CQRS Pattern — Projection Lag and Stale Read Pitfalls
A 300ms projection lag caused duplicate payments and chargebacks.
20+ years shipping large-scale distributed systems. Everything here is grounded in real deployments.
- CQRS separates write models (commands) from read models (queries) for independent optimisation
- Commands change state using normalised stores with full business logic
- Queries read from denormalised, pre-joined views optimised for display
- Performance benefit: query latency drops ~70% because joins are eliminated at read time
- Production gotcha: eventual consistency means stale reads until projection catches up
- Biggest mistake: applying CQRS to simple CRUD — the complexity tax outweighs the gain
Imagine you have a library with one desk for checking out books (write) and separate, faster desks just for looking up books (read). The checkout desk has all the rules — you need a card, books must be returned — but the lookup desks are lean, with pre-sorted shelves so you find any book instantly. CQRS is like having these two different desks instead of one that tries to do both.
A 300ms projection lag between your write and read models can cause duplicate payments, chargebacks, and angry customers. CQRS trades strong consistency for performance, but most teams underestimate the engineering required to make that trade-off safe. This article covers how to bound eventual consistency, build idempotent commands, and avoid serving stale data when it actually matters.

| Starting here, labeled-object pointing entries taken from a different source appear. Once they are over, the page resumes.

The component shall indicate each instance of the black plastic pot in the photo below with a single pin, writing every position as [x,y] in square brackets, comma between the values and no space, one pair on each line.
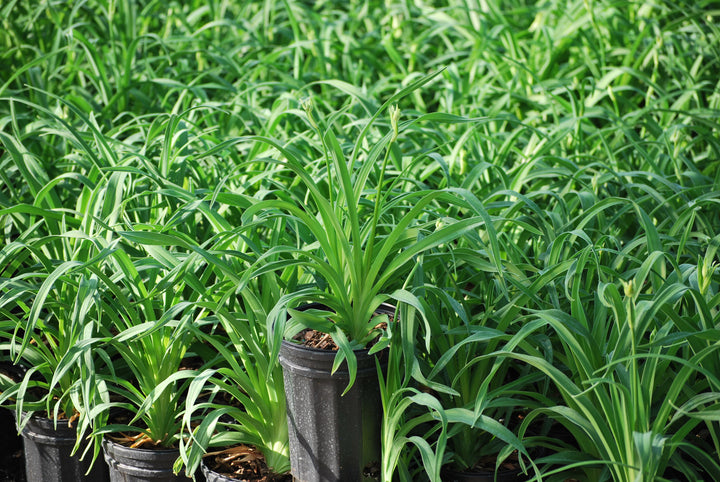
[333,438]
[47,454]
[141,465]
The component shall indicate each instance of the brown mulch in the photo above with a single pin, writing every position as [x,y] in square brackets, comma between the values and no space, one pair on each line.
[324,341]
[316,339]
[243,462]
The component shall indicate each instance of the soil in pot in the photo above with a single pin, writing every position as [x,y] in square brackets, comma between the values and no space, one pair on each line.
[333,437]
[141,464]
[241,463]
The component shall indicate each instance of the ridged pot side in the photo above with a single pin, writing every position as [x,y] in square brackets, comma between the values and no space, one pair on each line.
[141,465]
[47,454]
[332,437]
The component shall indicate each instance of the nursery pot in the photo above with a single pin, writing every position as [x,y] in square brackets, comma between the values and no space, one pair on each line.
[332,438]
[141,465]
[47,454]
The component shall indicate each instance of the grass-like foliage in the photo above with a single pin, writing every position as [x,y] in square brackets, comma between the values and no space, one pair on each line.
[536,185]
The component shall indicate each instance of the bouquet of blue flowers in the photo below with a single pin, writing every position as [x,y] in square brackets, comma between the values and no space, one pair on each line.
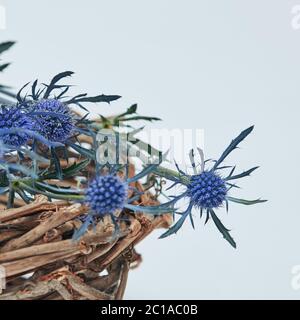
[74,205]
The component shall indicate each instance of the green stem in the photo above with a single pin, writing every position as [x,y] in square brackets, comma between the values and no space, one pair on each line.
[169,173]
[49,194]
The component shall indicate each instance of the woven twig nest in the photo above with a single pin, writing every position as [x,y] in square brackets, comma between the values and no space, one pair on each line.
[43,262]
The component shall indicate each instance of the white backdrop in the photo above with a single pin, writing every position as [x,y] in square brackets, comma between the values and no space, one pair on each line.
[217,65]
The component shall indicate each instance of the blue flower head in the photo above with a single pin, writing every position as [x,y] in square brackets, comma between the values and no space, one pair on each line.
[207,190]
[54,120]
[106,194]
[14,118]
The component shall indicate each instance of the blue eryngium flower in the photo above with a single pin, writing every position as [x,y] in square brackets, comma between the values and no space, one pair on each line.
[15,118]
[53,119]
[106,194]
[207,190]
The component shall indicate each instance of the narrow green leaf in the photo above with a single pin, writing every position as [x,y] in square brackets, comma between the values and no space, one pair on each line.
[233,145]
[245,202]
[222,229]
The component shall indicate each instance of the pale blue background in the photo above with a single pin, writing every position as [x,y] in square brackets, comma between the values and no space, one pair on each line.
[217,65]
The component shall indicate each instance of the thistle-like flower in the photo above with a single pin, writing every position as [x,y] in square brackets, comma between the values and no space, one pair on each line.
[207,190]
[53,120]
[14,118]
[106,194]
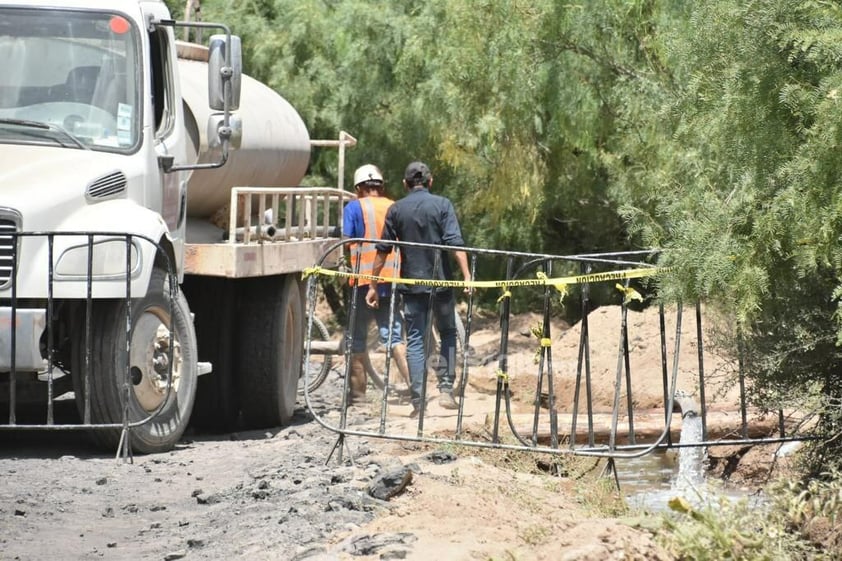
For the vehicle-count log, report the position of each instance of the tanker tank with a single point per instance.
(275, 148)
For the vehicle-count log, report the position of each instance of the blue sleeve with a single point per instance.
(451, 233)
(352, 220)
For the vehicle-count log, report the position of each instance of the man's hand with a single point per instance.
(371, 297)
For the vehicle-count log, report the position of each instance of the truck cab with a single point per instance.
(95, 155)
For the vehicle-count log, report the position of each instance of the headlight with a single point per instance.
(107, 256)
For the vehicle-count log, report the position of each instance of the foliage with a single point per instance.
(708, 130)
(800, 521)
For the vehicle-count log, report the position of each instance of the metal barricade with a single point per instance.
(60, 293)
(563, 416)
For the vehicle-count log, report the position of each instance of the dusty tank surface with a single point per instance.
(275, 148)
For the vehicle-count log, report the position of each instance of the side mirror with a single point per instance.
(216, 122)
(220, 71)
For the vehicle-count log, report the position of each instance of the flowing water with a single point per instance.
(651, 481)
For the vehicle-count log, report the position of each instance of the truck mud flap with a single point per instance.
(53, 286)
(550, 398)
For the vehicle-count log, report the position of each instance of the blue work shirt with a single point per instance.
(422, 217)
(353, 226)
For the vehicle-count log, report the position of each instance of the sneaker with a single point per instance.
(446, 401)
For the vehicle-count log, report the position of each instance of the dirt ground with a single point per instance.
(300, 492)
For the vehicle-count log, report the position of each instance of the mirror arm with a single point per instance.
(226, 73)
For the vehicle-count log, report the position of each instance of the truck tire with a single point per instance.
(213, 301)
(151, 316)
(270, 344)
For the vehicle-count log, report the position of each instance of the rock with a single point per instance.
(440, 457)
(390, 484)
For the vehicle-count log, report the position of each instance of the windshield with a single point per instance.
(69, 79)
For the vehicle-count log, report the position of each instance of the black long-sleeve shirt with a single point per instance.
(422, 217)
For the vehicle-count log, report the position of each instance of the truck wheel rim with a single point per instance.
(149, 369)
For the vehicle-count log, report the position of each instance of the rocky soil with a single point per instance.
(300, 493)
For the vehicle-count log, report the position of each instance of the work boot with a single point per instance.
(416, 411)
(446, 400)
(357, 382)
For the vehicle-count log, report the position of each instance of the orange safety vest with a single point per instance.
(374, 216)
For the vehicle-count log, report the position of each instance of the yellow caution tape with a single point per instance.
(560, 283)
(560, 286)
(629, 293)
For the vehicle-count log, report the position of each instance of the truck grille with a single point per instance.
(9, 222)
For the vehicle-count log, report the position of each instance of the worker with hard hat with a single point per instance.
(364, 218)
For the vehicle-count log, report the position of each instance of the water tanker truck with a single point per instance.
(150, 253)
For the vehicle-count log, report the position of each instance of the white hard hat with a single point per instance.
(367, 172)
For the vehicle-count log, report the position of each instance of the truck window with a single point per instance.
(71, 75)
(162, 82)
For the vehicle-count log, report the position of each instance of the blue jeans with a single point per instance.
(359, 333)
(417, 308)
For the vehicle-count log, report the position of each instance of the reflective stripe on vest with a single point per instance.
(374, 217)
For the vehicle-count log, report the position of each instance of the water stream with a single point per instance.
(649, 482)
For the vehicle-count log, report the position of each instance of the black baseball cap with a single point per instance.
(417, 173)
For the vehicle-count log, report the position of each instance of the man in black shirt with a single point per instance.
(422, 217)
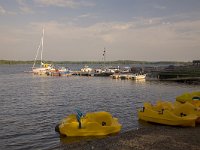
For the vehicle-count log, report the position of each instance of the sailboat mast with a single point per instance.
(42, 44)
(104, 55)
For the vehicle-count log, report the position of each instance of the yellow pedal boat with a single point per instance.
(167, 114)
(193, 98)
(92, 124)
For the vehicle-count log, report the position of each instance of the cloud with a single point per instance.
(155, 40)
(64, 3)
(159, 7)
(24, 8)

CQRS: Separating Read and Write Models to Tame Complex Domains
Command Query Responsibility Segregation (CQRS) splits a system's data model into two distinct paths: commands (writes) and queries (reads). Instead of one monolithic model that both updates and retrieves data, CQRS uses separate models—often backed by different stores or schemas—optimized for their respective operations. This is not about physical separation of databases; it's a logical pattern that decouples the write-side invariants from the read-side projection logic.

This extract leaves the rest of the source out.